A topic in the Open Knowledge Graph — a free, open map of 15,290 topics and the order to learn them in.

Self-Attention and Multi-Head Attention

Research Depth 94 in the knowledge graph ☐ I know this ☆ Set as goal

640prerequisites beneath it

Attention Mechanisms Transformer Architecture→

Core Idea

Self-attention computes a weighted sum of all positions in a sequence, allowing each position to attend to every other position. Multi-head attention runs multiple self-attention operations in parallel, learning different attention patterns. This mechanism is central to Transformers and enables modeling long-range dependencies more effectively than RNNs.

Explainer

You already understand attention as a mechanism that lets a model focus on relevant parts of an input when producing an output. Self-attention applies this idea within a single sequence — every position attends to every other position in the same sequence, computing how relevant each word (or token) is to every other word. In the sentence "The cat sat on the mat because it was tired," self-attention at the position of "it" can learn to attend strongly to "cat," resolving the pronoun reference. No recurrence or convolution is needed — every pair of positions interacts directly regardless of distance.

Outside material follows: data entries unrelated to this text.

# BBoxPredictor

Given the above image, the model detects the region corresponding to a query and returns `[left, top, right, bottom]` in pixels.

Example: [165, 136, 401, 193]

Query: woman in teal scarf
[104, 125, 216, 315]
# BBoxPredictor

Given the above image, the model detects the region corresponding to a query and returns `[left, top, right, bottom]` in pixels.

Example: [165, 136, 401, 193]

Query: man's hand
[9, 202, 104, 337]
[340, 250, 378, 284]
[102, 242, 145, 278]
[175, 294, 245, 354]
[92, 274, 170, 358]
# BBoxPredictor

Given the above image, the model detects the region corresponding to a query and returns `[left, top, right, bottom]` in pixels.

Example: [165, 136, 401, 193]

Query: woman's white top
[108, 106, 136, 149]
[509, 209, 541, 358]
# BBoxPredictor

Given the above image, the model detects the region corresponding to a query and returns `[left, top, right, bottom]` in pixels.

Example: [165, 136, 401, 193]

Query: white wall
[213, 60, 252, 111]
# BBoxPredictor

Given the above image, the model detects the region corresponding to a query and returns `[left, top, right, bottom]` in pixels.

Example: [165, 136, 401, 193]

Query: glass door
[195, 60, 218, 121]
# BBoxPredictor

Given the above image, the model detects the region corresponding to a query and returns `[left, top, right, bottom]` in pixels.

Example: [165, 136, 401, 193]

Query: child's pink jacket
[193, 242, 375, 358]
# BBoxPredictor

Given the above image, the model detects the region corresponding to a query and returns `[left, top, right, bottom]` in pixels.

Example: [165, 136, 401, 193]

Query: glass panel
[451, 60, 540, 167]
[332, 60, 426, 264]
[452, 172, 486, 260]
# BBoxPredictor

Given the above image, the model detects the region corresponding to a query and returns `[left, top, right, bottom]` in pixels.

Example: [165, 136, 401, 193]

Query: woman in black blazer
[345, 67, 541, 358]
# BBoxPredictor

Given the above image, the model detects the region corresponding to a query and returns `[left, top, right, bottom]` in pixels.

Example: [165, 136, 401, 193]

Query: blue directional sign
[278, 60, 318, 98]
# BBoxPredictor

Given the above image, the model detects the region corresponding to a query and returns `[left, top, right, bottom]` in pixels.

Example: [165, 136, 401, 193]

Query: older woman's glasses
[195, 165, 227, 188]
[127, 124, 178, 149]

The mechanism works through three learned projections. Each input position is projected into a query vector (what am I looking for?), a key vector (what do I contain?), and a value vector (what information do I carry?). Attention scores are computed as the dot product of each query with every key, scaled by √dₖ to prevent the softmax from saturating into a one-hot distribution. After softmax, these scores become weights that determine how much each position's value vector contributes to the output at the query position. The entire operation can be written as Attention(Q, K, V) = softmax(QK^T / √dₖ)V, and because it is expressed as matrix multiplications, it is massively parallelizable on GPUs — a critical advantage over the sequential processing that RNNs require.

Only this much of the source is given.